Tents sent to thousands left homeless by flash floods

[Sudan] Kassala floods, eastern Sudan, August 2003.
Caroline Baugh/GOAL

Amid fears that the River Nile could inundate areas near Khartoum, the Sudanese Red Crescent on 5 July sent hundreds of tents to Rabak, south of the city, where flash floods have left thousands homeless.

Sudanese authorities have forecast worse floods this year than in 2006, when the Nile reached a record high. Khartoum registered a level higher than two previous records - 1988 and 1946 - and 27 people died.

The areas likely to be affected include Kassala in east Sudan, North Kordofan and Jazeera State, south of the capital. State news agencies reported that officials were making arrangements to mitigate the likely effects of the rising waters.

Alun McDonald, a spokesman for Oxfam, said the charity was helping people in eastern Sudan to prepare better this year, especially around Tokar, one of the worst-hit areas in the east in last year’s floods, by assisting in the rebuilding and strengthening of the drainage system.

Flood damage

According to the Red Crescent, the flash floods followed heavy rains around Rabak. Hundreds of houses were hit and at least 2,500 people displaced in the White Nile State.

Most people lost all their meagre belongings when heavy rains, described as some of the worst in years, caused their houses to collapse. "The Red Crescent has distributed 300 tents to some of the people affected," an official said.

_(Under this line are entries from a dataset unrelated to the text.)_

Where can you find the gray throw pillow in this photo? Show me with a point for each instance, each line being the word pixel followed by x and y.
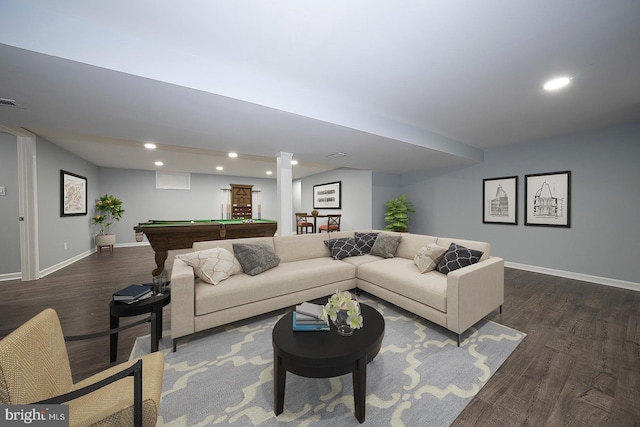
pixel 342 248
pixel 428 257
pixel 385 245
pixel 255 258
pixel 457 256
pixel 365 241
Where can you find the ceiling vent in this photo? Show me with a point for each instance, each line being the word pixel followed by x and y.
pixel 8 102
pixel 336 155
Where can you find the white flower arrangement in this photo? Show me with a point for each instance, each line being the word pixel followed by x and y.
pixel 343 301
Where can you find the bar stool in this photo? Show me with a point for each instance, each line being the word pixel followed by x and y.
pixel 302 223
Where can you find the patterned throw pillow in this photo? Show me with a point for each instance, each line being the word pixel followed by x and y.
pixel 386 245
pixel 428 257
pixel 255 258
pixel 457 256
pixel 342 248
pixel 365 241
pixel 212 265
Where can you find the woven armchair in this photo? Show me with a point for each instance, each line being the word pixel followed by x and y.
pixel 34 368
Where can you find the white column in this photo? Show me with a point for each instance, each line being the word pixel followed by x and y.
pixel 285 194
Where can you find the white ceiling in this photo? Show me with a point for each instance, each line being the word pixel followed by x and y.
pixel 397 86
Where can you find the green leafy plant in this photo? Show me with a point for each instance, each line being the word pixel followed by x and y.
pixel 397 214
pixel 343 301
pixel 108 210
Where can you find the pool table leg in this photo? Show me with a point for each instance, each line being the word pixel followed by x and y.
pixel 161 257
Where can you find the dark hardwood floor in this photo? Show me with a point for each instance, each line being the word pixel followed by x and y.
pixel 579 365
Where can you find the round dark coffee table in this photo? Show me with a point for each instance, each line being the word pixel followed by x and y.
pixel 326 354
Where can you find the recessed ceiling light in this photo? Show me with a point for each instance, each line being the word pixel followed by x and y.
pixel 557 83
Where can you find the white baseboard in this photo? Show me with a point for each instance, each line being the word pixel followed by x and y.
pixel 10 276
pixel 577 276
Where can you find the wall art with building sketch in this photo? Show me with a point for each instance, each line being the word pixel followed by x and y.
pixel 548 199
pixel 500 200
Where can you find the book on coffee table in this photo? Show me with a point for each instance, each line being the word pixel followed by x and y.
pixel 319 325
pixel 132 293
pixel 310 310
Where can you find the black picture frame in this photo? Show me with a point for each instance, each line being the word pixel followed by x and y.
pixel 500 200
pixel 548 199
pixel 327 196
pixel 73 194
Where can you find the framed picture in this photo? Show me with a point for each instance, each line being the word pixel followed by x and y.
pixel 73 194
pixel 327 196
pixel 500 200
pixel 548 199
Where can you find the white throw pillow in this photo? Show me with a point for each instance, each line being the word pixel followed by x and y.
pixel 212 265
pixel 428 257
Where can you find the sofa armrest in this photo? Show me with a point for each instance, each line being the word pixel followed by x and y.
pixel 183 299
pixel 473 292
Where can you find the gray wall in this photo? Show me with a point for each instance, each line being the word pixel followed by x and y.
pixel 142 201
pixel 386 186
pixel 9 226
pixel 54 230
pixel 604 236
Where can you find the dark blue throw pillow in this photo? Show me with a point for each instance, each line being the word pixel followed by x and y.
pixel 365 241
pixel 457 256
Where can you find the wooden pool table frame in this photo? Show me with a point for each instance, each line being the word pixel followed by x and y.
pixel 182 234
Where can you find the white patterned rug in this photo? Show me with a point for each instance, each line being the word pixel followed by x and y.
pixel 420 377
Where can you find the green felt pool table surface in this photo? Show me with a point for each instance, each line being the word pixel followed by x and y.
pixel 162 223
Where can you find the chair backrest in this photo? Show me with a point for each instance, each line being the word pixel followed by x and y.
pixel 301 217
pixel 334 220
pixel 34 364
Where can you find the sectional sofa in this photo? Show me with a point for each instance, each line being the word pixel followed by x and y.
pixel 306 269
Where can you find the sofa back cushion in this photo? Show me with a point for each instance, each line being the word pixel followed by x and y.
pixel 305 246
pixel 483 247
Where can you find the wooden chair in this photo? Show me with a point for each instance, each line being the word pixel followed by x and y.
pixel 35 369
pixel 333 224
pixel 302 222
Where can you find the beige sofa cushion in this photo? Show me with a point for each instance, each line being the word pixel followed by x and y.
pixel 305 246
pixel 400 275
pixel 286 278
pixel 212 265
pixel 228 243
pixel 410 244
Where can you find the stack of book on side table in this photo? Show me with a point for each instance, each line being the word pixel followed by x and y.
pixel 133 293
pixel 308 317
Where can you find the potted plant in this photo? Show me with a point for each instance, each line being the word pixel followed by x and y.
pixel 108 209
pixel 397 214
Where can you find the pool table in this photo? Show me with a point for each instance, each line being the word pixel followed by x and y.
pixel 166 235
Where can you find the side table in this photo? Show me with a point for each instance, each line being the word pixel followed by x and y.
pixel 152 305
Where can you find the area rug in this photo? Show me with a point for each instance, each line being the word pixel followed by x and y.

Satellite television channels broadcast images of locals in Rabak inspecting the ruins of their houses and trying to salvage items such as cooking utensils from the muddy debris. Many complained the government was not doing enough to help them and accused officials of not warning the people in advance of the impending disaster.

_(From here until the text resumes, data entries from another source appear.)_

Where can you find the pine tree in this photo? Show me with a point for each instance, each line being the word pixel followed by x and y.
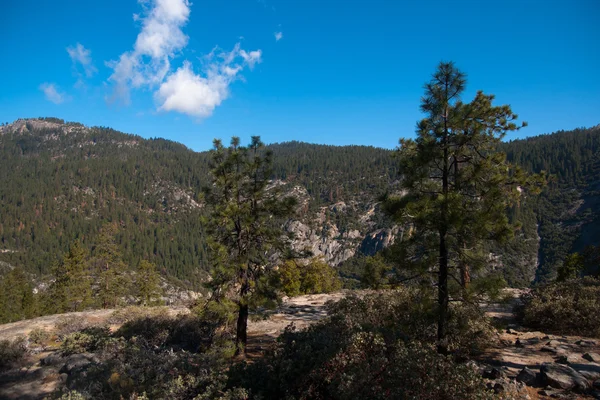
pixel 16 297
pixel 71 289
pixel 113 281
pixel 458 187
pixel 149 291
pixel 245 227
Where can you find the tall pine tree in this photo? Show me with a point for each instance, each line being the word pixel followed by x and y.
pixel 457 189
pixel 113 280
pixel 149 291
pixel 71 289
pixel 245 226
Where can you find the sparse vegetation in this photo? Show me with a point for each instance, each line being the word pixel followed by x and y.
pixel 379 347
pixel 12 352
pixel 39 336
pixel 316 276
pixel 570 307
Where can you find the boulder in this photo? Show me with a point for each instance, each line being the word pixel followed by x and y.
pixel 52 359
pixel 527 376
pixel 77 362
pixel 492 373
pixel 593 357
pixel 563 377
pixel 568 358
pixel 585 343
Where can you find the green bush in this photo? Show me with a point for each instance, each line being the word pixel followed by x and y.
pixel 12 352
pixel 570 307
pixel 132 313
pixel 67 325
pixel 315 277
pixel 148 358
pixel 378 347
pixel 88 340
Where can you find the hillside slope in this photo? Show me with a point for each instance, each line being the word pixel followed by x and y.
pixel 61 181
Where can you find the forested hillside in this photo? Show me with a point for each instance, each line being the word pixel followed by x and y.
pixel 62 181
pixel 568 212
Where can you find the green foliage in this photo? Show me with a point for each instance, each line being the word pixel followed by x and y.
pixel 376 272
pixel 148 287
pixel 71 289
pixel 12 352
pixel 288 278
pixel 130 313
pixel 39 336
pixel 571 157
pixel 570 307
pixel 571 268
pixel 378 347
pixel 457 187
pixel 245 226
pixel 66 325
pixel 17 300
pixel 113 280
pixel 160 357
pixel 88 340
pixel 316 276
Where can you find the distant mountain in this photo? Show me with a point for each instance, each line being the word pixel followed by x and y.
pixel 61 181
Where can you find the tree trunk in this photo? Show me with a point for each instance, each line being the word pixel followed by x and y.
pixel 443 298
pixel 241 338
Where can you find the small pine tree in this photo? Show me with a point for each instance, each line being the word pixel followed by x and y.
pixel 71 289
pixel 149 291
pixel 113 281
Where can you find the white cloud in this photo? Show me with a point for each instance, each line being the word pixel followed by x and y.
pixel 148 65
pixel 82 56
pixel 158 42
pixel 52 93
pixel 198 95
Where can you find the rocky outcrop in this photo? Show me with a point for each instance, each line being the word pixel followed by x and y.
pixel 563 377
pixel 378 240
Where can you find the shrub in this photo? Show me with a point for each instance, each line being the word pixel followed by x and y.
pixel 365 367
pixel 67 325
pixel 39 336
pixel 146 359
pixel 315 277
pixel 12 352
pixel 132 313
pixel 378 347
pixel 570 307
pixel 88 340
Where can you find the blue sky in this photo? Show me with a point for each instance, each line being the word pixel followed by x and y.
pixel 321 71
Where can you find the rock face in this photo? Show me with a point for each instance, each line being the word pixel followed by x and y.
pixel 527 376
pixel 77 361
pixel 593 357
pixel 378 240
pixel 563 377
pixel 323 235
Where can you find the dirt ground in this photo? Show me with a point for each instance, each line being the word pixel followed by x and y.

''The Red Crescent has distributed 300 tents to some of the people affected.''

Government officials responded that the state had put in place contingency plans to ward off disaster, but conceded the amount of rainfall had been greater than anybody had anticipated.

Non-governmental organisations have raised concern about the spread of disease in areas affected by the floods and the Red Crescent said it had set up three clinics in Rabak to deal with any emergencies.

Sennar State on the Blue Nile River, southeast of Khartoum, was also hit hard, with residents saying the rains were heavier than last year.

The exact scale of the disaster has not yet been determined, but Farah Ebeid, a resident, said damage caused by the floods was extensive. "So many houses have collapsed," he said by telephone from Sennar.

Most people, he said, have sought refuge with relatives and friends in other parts of the state where the rains caused only minimal damage. "Some have nowhere to go," Ebeid added.

Ebeid explained that the local commissioner toured the worst affected areas two days ago and left after listening to people’s problems. But, he added: "People are not expecting help from anywhere."